Ideally, we want students who think for themselves and learn something from the class that goes beyond a set of objectives. Still, we have to start somewhere, and the first step in making sure any kind of writing is beneficial to the student is being clear on what the assignment is supposed to teach. If we are wishy-washy and uncommitted to whether there is value in the assignment, the students probably aren't going to learn as much.

2 comments:

Mike @ Vitia said...

Clancy, you're conflating two things: Sharon is talking about the teacher knowing what the assignment is supposed to teach, and the teacher having clear goals in mind for the assignment -- which, obviously, I do; goals I've thought through with considerable care and dedication. You're talking about "making the goals and purposes of the assignment clear" to the student, and performing the role of the student who says, "If I don't know why I'm going to do it before doing it, I don't want to do it." I don't know how to be more clear about this: writing is a mode of discovery.
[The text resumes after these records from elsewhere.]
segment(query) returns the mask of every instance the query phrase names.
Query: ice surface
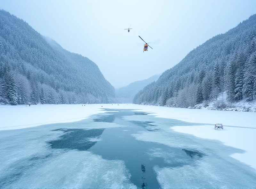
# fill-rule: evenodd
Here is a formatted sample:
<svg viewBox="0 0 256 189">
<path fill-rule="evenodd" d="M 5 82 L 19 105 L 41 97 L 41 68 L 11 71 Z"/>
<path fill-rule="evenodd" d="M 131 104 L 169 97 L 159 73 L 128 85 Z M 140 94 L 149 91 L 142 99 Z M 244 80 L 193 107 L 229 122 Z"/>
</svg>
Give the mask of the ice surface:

It's an act that produces knowledge in and of itself, and the personal writing I'm talking about -- the willful inhabiting of a multiplicity of perspectives and connecting it to experience as a move towards dialectical and engaged understanding of how knowledge gets produced -- is hardly "gratuitous navel gazing," but rather the concrete and particular and inhabited act of "making connections between experience and opinion." And you've further set up the straw man that -- because your teacher couldn't explain to you the value of an assignment in a way that could overcome your resistance -- the type of work I'm proposing would be explained (by me, in the classroom) in a similarly inadequate manner. Maybe; maybe not. Kirill acknowledges the resistance I encountered in my classroom in the past when I asked for difficult work from students. But, as I note in my response to Kirill, doing difficult work provides big intellectual payoffs -- as anybody doing a dissertation knows. I'm getting increasingly frustrated with people who construct personal, connected, inhabited writing as "easy" and "pointless": no, it's not. It's the hardest writing to do, because it requires investment on the part of the student, and it's far more useful than yet another rote expository rehearsal of allegedly ideology-revealing dogma.

Mike @ Vitia said...

Clancy, I think you're right on target there -- and of course, since you're the one who got me started on these ideas initially with your 4Cs presentation and your points about what Jenny was saying, it's not like you were ever not warm. My glib answer of "Write and learn" wasn't helpful, but my experience has been that there's only so much hand-holding one can do for the occasional student who doesn't understand the rationale for an assignment, but they often "get it" once they're immersed in the drafting process. Anyway -- thanks to you and Sharon both for getting me to articulate this stuff more clearly.